His work is considered the broadest among the three winners, whose
findings explain, among other things, why consumers view warranties
as signals of product quality, why insurance companies vary
premiums and offer deductibles, and why a used car sells even
though it is a lemon. Their theories incorporated "imperfect
information" into economics — a concept at odds with the
mainstream view that markets are all-knowing and
self-correcting.
The
academy noted that Stiglitz "clarified the opposite type of market
adjustment, where poorly informed agents extract information from
the better informed, such as the screening performed by insurance
companies dividing customers into risk classes by offering a menu
of contracts where higher deductibles can be exchanged for
significantly lower premiums.
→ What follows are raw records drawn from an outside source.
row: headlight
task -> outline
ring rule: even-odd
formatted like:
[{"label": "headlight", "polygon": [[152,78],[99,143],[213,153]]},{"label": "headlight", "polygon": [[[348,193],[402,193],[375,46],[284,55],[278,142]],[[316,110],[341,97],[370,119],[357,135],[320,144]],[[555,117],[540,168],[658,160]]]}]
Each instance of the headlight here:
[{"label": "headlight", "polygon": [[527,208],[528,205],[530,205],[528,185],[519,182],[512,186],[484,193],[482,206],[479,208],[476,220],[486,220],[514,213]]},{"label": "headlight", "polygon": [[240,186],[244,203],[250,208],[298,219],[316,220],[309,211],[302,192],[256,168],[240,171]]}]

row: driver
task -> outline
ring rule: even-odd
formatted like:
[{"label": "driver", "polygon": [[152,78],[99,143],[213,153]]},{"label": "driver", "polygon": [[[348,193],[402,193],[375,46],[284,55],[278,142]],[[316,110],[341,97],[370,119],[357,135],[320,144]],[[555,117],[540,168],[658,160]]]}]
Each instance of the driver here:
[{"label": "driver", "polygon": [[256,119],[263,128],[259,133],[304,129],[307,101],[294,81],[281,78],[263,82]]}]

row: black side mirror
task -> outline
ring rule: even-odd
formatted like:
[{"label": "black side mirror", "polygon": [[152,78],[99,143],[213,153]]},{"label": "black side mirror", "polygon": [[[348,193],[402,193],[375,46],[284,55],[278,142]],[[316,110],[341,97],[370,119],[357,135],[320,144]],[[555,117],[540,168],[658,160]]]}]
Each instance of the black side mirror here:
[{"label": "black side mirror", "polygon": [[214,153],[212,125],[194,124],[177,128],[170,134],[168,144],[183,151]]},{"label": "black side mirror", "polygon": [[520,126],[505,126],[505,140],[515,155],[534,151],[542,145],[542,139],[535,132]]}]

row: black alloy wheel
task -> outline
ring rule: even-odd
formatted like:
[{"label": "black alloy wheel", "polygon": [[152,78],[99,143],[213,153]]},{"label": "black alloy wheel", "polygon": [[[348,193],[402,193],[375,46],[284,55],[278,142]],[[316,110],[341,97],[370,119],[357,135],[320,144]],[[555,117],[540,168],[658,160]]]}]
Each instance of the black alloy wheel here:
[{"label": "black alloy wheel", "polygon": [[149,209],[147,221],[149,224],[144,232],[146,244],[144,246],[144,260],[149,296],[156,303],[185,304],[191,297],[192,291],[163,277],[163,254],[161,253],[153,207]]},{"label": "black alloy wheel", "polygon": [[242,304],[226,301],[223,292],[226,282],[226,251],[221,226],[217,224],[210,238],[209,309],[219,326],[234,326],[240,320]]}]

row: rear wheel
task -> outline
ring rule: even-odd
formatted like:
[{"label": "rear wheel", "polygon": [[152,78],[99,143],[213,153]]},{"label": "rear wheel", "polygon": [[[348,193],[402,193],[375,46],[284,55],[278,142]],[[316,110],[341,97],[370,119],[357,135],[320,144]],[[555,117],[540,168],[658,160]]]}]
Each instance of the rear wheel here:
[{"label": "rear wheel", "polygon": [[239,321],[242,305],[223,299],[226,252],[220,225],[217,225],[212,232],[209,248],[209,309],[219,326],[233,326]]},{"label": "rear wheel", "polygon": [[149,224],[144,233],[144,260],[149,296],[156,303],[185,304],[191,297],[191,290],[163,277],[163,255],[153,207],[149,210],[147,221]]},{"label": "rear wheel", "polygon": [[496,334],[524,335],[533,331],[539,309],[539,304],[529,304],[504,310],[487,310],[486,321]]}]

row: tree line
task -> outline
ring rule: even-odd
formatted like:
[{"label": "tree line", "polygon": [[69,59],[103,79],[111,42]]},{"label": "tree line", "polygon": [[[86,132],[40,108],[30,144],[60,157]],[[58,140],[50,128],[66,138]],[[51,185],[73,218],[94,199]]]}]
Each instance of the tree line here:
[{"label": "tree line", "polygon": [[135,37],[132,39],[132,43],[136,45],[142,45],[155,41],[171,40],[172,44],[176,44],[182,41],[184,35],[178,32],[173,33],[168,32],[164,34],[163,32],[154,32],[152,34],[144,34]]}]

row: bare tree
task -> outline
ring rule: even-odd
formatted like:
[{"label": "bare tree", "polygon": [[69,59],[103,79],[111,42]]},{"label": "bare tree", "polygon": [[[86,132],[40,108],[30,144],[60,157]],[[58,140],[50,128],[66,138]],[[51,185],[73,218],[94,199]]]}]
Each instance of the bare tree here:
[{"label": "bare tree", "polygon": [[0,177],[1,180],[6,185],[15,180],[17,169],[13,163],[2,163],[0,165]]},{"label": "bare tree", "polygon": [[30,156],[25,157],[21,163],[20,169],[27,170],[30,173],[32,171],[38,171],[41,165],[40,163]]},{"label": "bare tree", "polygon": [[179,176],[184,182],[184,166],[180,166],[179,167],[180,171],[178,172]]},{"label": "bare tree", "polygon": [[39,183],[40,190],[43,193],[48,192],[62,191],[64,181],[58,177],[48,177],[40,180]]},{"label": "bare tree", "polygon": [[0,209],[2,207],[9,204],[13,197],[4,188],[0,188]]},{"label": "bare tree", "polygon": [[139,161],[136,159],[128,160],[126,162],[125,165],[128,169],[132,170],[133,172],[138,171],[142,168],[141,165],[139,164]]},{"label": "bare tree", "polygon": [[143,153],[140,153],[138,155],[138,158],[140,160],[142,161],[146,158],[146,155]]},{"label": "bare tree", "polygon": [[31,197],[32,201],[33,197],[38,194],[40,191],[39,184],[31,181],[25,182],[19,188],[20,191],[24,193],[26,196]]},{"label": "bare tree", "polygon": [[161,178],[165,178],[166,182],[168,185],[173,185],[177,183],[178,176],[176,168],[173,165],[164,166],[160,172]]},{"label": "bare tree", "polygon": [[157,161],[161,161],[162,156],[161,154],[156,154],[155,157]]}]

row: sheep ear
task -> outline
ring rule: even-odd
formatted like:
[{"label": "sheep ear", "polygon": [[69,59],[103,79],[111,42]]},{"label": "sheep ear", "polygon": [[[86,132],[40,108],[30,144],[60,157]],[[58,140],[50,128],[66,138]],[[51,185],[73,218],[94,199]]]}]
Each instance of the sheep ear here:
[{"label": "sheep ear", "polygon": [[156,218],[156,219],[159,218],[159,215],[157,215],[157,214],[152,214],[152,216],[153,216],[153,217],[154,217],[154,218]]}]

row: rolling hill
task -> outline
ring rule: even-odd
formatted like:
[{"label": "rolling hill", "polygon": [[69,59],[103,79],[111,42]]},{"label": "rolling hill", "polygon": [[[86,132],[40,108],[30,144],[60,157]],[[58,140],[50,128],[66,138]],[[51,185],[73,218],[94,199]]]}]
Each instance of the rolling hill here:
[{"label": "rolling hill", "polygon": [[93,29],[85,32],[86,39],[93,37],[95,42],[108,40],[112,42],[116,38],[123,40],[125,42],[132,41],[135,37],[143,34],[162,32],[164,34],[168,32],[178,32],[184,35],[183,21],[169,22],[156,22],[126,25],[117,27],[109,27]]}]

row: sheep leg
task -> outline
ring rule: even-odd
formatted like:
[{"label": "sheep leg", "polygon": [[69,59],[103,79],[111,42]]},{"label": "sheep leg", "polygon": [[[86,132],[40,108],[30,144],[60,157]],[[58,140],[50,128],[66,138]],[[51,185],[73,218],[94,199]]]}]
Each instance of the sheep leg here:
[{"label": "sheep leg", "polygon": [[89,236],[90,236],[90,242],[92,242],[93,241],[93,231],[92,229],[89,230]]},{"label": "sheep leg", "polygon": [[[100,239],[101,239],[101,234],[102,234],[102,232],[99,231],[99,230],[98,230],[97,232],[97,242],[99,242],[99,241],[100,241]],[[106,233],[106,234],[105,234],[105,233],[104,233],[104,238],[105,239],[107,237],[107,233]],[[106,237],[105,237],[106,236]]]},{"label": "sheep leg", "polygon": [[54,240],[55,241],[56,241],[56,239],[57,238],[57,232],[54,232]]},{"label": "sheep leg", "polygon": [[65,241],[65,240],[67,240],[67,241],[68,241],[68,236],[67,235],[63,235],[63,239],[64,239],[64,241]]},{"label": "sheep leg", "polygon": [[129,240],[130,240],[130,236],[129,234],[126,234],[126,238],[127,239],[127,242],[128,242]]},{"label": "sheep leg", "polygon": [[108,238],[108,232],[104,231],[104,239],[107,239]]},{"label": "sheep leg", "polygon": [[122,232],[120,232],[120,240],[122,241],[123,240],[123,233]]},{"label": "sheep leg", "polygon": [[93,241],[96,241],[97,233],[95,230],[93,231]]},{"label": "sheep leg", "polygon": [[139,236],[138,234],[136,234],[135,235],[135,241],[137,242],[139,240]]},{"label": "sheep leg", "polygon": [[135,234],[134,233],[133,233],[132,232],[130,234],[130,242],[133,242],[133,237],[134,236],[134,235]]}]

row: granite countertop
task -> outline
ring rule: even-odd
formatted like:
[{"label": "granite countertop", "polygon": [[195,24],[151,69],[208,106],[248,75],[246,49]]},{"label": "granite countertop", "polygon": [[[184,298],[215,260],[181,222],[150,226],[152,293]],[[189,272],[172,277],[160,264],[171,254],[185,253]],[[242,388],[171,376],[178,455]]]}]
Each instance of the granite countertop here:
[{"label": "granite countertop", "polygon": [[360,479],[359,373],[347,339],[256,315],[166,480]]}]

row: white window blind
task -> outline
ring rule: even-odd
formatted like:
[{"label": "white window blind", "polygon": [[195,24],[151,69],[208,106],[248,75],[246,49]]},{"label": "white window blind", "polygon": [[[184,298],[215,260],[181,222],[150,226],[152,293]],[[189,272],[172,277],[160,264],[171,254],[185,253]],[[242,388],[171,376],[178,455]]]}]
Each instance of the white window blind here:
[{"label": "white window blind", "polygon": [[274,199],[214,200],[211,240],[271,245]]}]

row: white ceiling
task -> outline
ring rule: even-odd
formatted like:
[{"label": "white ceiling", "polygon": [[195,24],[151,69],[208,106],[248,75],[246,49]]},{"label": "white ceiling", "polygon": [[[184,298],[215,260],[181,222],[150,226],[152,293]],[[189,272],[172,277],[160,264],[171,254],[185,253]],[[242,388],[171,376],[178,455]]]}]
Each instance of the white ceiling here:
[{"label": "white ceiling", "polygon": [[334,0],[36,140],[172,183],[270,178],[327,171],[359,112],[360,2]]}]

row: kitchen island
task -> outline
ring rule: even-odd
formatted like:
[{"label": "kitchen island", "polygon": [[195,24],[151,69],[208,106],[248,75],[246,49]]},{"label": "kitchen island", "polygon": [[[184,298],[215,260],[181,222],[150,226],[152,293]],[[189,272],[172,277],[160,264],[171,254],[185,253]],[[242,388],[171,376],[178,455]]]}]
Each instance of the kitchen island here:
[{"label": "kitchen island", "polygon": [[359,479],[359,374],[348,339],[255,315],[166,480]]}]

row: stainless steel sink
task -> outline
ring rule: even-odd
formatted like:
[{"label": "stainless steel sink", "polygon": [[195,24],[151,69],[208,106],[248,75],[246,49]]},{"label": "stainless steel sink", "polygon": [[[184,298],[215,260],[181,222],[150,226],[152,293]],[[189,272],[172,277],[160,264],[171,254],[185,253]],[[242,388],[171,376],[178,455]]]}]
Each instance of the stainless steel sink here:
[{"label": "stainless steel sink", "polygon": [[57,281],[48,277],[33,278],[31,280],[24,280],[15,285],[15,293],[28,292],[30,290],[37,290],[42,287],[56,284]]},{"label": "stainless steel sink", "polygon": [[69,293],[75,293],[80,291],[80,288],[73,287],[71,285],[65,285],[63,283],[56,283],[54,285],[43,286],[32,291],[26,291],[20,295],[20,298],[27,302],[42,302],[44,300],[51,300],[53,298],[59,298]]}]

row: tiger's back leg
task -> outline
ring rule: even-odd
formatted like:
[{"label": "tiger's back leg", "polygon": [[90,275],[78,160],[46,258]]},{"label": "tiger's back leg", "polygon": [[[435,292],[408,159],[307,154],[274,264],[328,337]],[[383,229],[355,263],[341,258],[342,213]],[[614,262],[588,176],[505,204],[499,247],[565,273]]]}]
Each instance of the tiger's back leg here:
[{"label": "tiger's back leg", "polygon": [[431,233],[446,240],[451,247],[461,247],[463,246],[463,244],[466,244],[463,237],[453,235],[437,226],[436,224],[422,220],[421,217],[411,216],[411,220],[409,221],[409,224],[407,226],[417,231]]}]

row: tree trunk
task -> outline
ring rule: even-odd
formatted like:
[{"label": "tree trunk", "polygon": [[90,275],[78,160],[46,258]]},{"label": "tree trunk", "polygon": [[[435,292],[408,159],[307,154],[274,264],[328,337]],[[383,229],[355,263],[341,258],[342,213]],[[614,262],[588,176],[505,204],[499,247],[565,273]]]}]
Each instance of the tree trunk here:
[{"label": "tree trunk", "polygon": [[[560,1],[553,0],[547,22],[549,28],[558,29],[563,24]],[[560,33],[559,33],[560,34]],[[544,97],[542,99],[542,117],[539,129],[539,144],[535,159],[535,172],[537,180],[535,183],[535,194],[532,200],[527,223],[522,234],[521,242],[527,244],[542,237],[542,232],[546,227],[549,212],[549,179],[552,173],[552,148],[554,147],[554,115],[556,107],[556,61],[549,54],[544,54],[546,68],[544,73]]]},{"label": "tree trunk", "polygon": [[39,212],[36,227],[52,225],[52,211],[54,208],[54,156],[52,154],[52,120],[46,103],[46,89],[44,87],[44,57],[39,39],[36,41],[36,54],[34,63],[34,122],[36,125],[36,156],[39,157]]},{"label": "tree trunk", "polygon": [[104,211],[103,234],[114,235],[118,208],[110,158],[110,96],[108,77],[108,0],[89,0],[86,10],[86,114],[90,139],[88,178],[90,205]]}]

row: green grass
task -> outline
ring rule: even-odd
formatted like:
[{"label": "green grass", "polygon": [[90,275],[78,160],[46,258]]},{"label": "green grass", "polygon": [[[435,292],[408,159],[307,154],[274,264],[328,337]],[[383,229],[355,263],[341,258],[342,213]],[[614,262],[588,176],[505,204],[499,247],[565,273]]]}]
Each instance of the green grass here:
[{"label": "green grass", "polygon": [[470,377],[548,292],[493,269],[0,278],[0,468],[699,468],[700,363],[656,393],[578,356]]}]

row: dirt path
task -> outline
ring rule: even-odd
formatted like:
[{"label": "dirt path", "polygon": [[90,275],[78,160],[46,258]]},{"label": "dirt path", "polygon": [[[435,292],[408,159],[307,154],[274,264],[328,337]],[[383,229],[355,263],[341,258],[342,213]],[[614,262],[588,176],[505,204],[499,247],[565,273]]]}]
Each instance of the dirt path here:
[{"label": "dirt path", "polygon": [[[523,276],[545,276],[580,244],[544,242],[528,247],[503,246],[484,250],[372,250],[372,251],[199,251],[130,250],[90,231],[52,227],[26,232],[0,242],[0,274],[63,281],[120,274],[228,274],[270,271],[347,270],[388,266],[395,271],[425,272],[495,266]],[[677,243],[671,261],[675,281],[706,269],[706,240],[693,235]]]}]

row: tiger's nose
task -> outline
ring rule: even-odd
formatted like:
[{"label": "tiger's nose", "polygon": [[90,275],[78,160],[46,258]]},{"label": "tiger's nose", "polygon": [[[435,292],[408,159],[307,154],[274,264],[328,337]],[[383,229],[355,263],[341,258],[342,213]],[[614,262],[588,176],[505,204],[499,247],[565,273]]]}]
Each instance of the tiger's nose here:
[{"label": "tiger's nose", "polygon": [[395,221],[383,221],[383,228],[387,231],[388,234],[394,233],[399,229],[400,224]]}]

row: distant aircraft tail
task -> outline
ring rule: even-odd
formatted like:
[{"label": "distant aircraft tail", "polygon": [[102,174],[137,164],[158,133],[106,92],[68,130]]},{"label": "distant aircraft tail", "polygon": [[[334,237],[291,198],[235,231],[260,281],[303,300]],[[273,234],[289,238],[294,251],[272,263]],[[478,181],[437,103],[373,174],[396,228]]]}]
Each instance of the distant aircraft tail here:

In a number of contributions about
different markets, Stiglitz has shown that asymmetric information
can provide the key to understanding many observed market
phenomena, including unemployment and credit rationing."
Stiglitz noted that "economics can make a difference" in
improving people's lives by "focusing on the difference between the
haves and have-nots. … Our global system is characterized by
a lot of inequities," he added. "One part of the market knows more
than another, and in a sense imperfect or asymmetric information is
at the heart of our work."
Stiglitz became a tenured professor at Yale at the age of 27
and has been on the faculty of Princeton and Oxford as well as
Stanford. At 29, he became a fellow of the Econometric Society, and
he is a member of the National Academy of Science. He also is the
recipient of the prestigious John Bates Clark Medal, awarded every
two years to the American economist under the age of 40 who has
made the most significant contributions to the subject.
Stiglitz has been influential in the making and evaluation of
economic policy in the last decade, serving on President Clinton's
Council of Economic Advisers, first as a member and later as
chairman with cabinet rank, before becoming chief economist of the
World Bank.
Overall, 63 individuals who have taught or studied at Columbia
have won the Nobel Prize since it was first awarded in 1901,
including 21 current or former faculty members who won the prize
for work done while at Columbia. The late William S. Vickrey was
awarded the Nobel Prize in Economics in 1996 and Robert Mundell
received the prize three years later.